Added March 16, 2000

Crystal told me about a review of "to venus and back" that is online at The Digital Cardinal, which is the web site of The Daily Cardinal, the newspaper of the University of Wisconsin-Madison based in Madison, WI. It was posted on October 6, 1999. Read it online or below.

Bring The Noize

Moody Noize muses with Best Boy Electric, NIN, Amos

Tori Amos
to venus and back
Atlantic Records

For the casual listener, Tori Amos is an easily dismissed oddity, the girl with the wild red hair who has a penchant for fairies. On the opposite end of the spectrum, diehard fans often see a spiritual savior in Amos, a priestess guiding them to wisdom and truth.

To say there is no in-between would be a lie, but it's not far from reality. A devoted fan base has turned Amos into a star, even if she receives limited play on the airways.

The passing of time has not clarified the obscure poetry that is Amos' lyrics--if anything, the two-disc to venus and back carries some cryptic words to rival anything else she has released.
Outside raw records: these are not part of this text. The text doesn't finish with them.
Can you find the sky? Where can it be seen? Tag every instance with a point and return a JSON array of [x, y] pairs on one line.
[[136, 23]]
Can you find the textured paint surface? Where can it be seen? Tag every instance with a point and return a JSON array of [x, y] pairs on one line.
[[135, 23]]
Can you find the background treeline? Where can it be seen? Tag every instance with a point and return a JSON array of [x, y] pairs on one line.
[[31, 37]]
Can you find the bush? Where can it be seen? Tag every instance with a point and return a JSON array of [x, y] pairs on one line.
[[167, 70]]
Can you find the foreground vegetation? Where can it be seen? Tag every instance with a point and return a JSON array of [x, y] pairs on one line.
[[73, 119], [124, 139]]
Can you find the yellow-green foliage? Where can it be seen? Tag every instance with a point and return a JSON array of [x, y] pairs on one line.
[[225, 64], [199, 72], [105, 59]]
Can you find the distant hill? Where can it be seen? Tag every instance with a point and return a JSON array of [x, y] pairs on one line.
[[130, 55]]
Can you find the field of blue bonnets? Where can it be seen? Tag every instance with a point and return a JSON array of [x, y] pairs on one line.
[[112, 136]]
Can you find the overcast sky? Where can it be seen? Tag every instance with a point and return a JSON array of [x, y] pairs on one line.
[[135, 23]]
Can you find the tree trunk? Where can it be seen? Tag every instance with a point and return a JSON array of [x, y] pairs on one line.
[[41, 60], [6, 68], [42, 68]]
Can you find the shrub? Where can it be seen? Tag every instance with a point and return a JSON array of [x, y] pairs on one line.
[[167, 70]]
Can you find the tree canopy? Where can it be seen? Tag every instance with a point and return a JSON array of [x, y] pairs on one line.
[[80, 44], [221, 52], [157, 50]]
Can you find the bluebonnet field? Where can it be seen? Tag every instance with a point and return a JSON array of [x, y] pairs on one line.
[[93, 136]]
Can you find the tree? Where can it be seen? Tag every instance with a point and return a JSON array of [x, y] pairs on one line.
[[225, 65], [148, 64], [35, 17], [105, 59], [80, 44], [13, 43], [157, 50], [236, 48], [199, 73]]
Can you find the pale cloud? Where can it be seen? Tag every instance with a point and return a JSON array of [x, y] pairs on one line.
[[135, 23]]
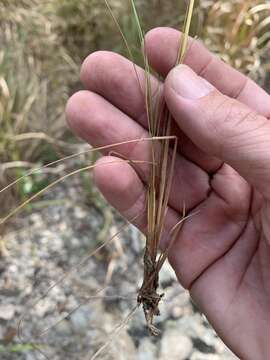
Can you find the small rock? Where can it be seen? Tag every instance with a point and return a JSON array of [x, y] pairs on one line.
[[7, 312], [147, 350], [64, 328], [80, 319], [175, 346], [201, 356]]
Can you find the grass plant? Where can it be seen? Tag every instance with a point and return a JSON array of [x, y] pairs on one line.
[[18, 107]]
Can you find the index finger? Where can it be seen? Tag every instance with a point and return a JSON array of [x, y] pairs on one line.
[[162, 46]]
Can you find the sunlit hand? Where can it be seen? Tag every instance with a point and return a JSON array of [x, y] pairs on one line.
[[223, 169]]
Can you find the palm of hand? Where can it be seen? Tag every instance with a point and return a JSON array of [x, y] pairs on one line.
[[222, 254]]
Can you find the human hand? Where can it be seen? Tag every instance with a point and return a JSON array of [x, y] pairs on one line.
[[222, 255]]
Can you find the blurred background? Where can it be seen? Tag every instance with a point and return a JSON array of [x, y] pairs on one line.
[[42, 45]]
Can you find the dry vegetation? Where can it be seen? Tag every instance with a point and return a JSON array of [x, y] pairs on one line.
[[44, 42], [43, 45]]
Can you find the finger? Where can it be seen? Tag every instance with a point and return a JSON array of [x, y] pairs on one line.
[[221, 126], [123, 189], [226, 207], [114, 78], [209, 235], [100, 123], [162, 46]]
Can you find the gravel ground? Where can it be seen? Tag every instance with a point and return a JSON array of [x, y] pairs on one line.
[[92, 304]]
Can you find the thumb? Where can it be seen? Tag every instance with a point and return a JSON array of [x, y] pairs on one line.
[[221, 126]]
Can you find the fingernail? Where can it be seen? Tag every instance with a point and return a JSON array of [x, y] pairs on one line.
[[188, 84]]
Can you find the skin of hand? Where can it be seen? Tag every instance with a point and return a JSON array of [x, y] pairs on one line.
[[222, 255]]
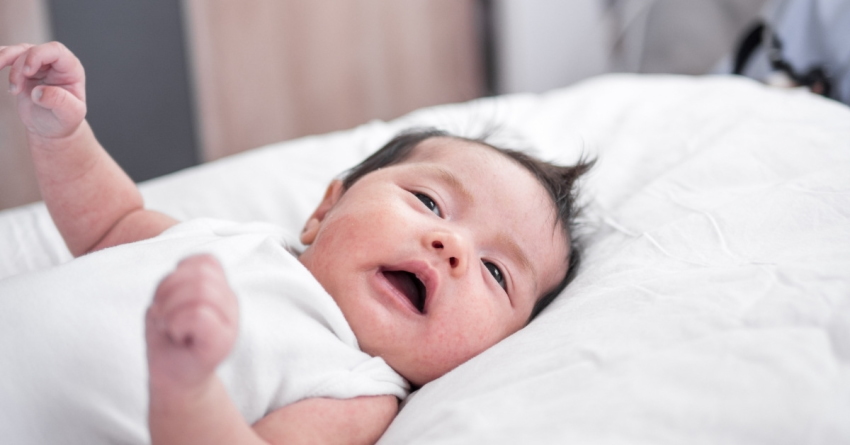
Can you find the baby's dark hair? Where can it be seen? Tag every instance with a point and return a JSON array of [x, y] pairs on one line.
[[559, 182]]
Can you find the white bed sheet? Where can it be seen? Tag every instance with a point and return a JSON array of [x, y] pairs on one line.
[[713, 305]]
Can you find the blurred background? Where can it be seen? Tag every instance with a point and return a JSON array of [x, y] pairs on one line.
[[173, 83]]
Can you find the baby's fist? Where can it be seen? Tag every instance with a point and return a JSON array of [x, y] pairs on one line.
[[192, 324], [49, 83]]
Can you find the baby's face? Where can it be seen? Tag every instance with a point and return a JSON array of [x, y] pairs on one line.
[[435, 259]]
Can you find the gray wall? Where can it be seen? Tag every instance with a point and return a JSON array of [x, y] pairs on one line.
[[137, 86]]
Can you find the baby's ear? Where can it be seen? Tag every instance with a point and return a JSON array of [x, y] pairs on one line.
[[311, 228]]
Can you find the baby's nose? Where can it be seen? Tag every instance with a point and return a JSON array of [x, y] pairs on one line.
[[451, 248]]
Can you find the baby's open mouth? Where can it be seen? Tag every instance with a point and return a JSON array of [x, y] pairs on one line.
[[410, 286]]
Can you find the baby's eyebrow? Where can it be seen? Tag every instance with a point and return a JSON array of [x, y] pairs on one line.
[[452, 181]]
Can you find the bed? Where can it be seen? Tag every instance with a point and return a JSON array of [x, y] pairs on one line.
[[713, 303]]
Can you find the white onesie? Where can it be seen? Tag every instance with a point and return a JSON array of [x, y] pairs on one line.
[[72, 350]]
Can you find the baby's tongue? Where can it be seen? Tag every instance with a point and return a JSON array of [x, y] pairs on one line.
[[405, 282]]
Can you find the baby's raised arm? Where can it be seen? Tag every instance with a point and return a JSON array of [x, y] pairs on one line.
[[92, 201]]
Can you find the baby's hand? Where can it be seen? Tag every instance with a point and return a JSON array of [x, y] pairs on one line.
[[49, 83], [192, 324]]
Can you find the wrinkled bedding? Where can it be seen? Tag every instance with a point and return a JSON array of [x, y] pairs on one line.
[[713, 303]]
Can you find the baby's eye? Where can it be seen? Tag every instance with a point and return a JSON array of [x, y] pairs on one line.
[[497, 273], [432, 206]]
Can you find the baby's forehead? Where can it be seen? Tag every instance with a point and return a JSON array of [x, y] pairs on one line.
[[528, 221]]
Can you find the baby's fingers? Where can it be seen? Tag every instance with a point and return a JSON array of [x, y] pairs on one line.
[[51, 64], [65, 106]]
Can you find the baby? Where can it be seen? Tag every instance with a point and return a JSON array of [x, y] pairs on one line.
[[429, 252]]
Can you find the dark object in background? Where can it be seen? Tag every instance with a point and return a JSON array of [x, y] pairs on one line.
[[800, 43]]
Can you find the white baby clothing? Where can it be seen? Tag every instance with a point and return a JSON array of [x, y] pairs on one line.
[[72, 350]]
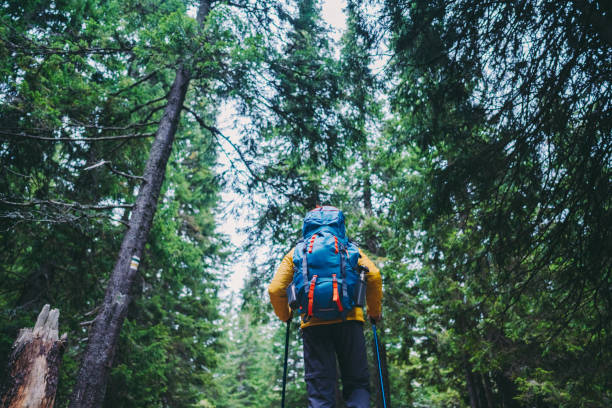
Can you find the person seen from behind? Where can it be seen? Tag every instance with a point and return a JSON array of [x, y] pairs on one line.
[[329, 280]]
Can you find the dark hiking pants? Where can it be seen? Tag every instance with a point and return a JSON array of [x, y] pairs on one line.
[[322, 344]]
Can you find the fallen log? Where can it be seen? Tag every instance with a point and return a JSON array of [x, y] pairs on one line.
[[34, 364]]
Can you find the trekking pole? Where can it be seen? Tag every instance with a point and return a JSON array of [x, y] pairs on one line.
[[382, 386], [285, 368]]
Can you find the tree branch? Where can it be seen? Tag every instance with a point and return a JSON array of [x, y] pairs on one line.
[[79, 139]]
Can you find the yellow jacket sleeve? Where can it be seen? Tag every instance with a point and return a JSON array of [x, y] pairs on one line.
[[278, 287], [373, 285]]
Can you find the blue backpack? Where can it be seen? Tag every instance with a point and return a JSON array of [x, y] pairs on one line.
[[325, 268]]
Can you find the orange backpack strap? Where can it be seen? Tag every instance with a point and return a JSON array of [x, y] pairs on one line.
[[311, 295], [335, 296]]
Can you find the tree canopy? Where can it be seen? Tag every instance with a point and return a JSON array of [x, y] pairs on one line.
[[468, 143]]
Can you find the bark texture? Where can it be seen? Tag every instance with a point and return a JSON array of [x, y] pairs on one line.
[[34, 364], [90, 388]]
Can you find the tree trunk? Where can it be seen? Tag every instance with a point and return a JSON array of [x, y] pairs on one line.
[[34, 364], [91, 383]]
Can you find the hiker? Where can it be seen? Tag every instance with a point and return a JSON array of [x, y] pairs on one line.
[[323, 278]]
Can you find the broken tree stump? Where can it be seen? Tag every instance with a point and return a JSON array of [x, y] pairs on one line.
[[34, 364]]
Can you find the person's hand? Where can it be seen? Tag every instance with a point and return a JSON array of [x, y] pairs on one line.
[[375, 319]]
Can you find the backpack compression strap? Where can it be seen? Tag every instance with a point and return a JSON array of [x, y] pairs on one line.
[[311, 295], [335, 297], [343, 270], [305, 265]]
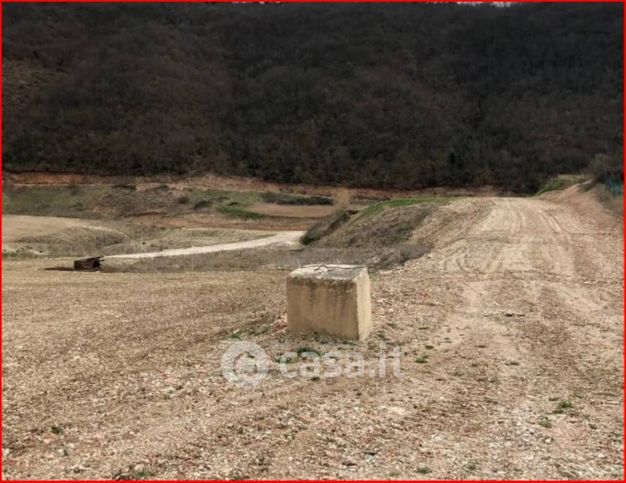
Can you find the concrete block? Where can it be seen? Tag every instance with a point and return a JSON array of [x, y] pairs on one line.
[[330, 299]]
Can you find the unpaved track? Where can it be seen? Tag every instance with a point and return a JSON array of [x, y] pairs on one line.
[[282, 238], [519, 307]]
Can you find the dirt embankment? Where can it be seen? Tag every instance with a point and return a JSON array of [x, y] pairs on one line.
[[231, 183], [510, 329]]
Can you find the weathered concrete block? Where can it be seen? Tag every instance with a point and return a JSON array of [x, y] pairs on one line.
[[330, 299]]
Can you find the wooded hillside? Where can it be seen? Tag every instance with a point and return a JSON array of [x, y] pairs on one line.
[[402, 96]]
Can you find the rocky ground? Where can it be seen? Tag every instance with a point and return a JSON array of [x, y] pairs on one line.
[[511, 367]]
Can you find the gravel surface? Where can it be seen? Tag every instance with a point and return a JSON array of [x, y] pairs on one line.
[[511, 332]]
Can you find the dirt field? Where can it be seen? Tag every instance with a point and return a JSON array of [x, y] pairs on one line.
[[511, 332]]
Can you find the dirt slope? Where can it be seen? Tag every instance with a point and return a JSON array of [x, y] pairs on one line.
[[518, 309], [282, 238]]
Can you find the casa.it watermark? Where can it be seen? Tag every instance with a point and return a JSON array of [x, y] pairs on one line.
[[246, 364]]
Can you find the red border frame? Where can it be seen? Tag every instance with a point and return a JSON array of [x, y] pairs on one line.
[[623, 2]]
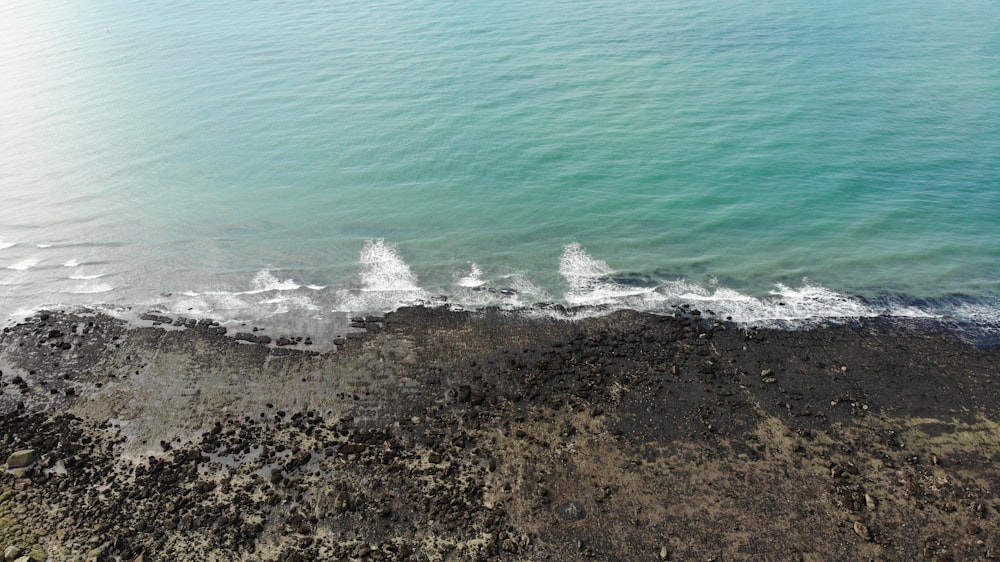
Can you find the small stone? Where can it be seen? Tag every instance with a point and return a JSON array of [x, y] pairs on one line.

The sound of a fast wind wraps itself through the layers of "Bliss," which builds from a haunting opening into a crescendo of words and notes. The airy "Concertina" quickly lodges itself in the subconscious, and "Lust" feels like old-school Amos with its focus on her and her piano.

The disc closes with the painfully beautiful "1,000 Oceans." As blatantly close to a love song as Amos has ever written, delicately powerful vocals convey the desperate longing behind the words. This raw emotion is her trademark, ensuring "1,000 Oceans" outclasses every ballad manufactured for today's pop divas.

The second disc in the set consists of live songs recorded on her 1998 "Plugged" tour.

"Bells for Her" gains a power and immediacy it lacked on Under the Pink. Unfortunately, "Cruel," off 1998's From the Choirgirl Hotel, is given a somewhat tortured treatment that occasionally slips in directions that might have shined if they'd been explored but are too quickly left behind.

Backing by an actual band prevents the songs from being exact retreads of the original studio versions, but that is impossible to completely avoid.

With songs her fans will love but the adventurous newcomer can enjoy, to venus and back is guaranteed to earn Amos another platinum.